The Sanctuary of Ollantaytambo recovers its silent mystical atmosphere. Without the phagocytized pilgrimage of foreigners looking to consume/possess everything.
Hundreds of Quechuas, coming from the surrounding communities, organized in Rondas Campesinas, impose with their mere presence: “Everything must be closed. We are on national strike”. And indeed, this order decided in a previous assembly is carried out without any resistance from the owners of the tourism businesses.
Quechuas in the streets of Ollantaytambo demanding the closure of the stores. OI
The Quechuas, chicote in hand, roam the narrow cobblestone streets, enforcing the “paro seco”.
We saw how, chicote in hand, and in Quechua, they forced the municipal government managers to leave the sports field where, taking advantage of the strike, they were holding a soccer game.
Here, apparently, everyone suspects that something new is happening in the Peruvian Andes: The legitimate millenarian owners are beginning to regain awareness of their origins and belongings. The centenarian visitors have no choice but to silently accept this phenomenon.
Quechua, weaving at the door of the Ollantaytambo Sanctuary. OI
The strike in southern Peru has been going on for more than three weeks. In the city of Cusco (captive city of the tourism industry), the tourism agencies and the local micro oligarchy tried to confront the mobilized Quechuas from the streets, squandering visceral racism. The Quechuas, from the digital platforms, overwhelmed them and stripped them naked…
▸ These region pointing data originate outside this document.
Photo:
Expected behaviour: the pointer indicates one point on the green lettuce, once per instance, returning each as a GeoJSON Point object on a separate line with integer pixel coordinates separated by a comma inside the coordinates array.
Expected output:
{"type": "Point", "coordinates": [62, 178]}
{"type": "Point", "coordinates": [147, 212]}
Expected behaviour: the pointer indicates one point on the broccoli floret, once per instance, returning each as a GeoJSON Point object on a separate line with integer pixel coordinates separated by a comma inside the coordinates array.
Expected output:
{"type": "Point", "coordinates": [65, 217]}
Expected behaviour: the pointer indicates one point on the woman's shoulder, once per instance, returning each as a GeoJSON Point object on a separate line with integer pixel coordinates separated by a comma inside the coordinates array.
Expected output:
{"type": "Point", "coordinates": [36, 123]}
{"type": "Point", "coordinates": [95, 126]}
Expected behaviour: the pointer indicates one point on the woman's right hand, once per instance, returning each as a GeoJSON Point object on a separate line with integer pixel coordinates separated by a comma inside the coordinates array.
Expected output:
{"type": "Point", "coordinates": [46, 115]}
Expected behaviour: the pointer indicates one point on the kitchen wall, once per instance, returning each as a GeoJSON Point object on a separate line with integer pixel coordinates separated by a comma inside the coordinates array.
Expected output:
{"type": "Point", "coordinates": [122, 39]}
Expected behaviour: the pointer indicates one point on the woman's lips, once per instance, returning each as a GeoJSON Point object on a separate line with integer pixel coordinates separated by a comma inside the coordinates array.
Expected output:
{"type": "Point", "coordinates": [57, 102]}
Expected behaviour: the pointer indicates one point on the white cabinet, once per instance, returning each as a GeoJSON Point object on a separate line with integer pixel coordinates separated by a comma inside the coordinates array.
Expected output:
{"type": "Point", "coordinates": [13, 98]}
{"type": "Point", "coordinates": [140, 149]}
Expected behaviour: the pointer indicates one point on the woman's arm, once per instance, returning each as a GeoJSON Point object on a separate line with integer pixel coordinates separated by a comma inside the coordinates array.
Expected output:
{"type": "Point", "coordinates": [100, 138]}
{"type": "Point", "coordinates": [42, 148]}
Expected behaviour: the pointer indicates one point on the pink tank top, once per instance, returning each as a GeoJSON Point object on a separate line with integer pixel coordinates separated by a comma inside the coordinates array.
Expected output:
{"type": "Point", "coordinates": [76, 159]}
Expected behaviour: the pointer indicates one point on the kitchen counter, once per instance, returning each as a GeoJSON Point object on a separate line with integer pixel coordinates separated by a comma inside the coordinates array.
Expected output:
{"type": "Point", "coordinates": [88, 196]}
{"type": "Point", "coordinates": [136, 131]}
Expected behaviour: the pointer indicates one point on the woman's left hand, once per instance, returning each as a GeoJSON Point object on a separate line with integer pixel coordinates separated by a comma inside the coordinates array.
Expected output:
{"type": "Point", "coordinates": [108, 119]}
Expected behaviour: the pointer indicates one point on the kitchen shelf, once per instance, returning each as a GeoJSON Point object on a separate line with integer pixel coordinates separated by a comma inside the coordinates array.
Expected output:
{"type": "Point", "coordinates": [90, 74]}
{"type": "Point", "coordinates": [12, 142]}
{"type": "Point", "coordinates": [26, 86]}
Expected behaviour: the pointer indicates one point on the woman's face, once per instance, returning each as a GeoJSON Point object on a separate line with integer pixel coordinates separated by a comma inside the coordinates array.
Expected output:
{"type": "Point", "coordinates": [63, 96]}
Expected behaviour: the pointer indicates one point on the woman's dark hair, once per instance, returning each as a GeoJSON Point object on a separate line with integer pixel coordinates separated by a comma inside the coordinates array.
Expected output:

It seems that the myth of modernity, via neoliberalism, has not managed to penetrate the spirit of the rural Andean populations. Thus, while some social niches in the cities are still indifferent to the corrupt plundering of the common goods in the territories, the peasants are confronting the main agent of neoliberal plundering: The neoliberal state/business, in force for more than three decades.
View from the Puerta del Sol. OI.
In the end, the simultaneous, spontaneous and multitudinous social mobilization is not only against a usurper ruler such as Dina Boluarte, nor only against political corruption, but also against the neoliberal system that impoverishes the great majorities. Deep down, these streets full of polychromatic wills express the dream or intuition of new horizons beyond impoverishing developmentalism or colonizing modernity.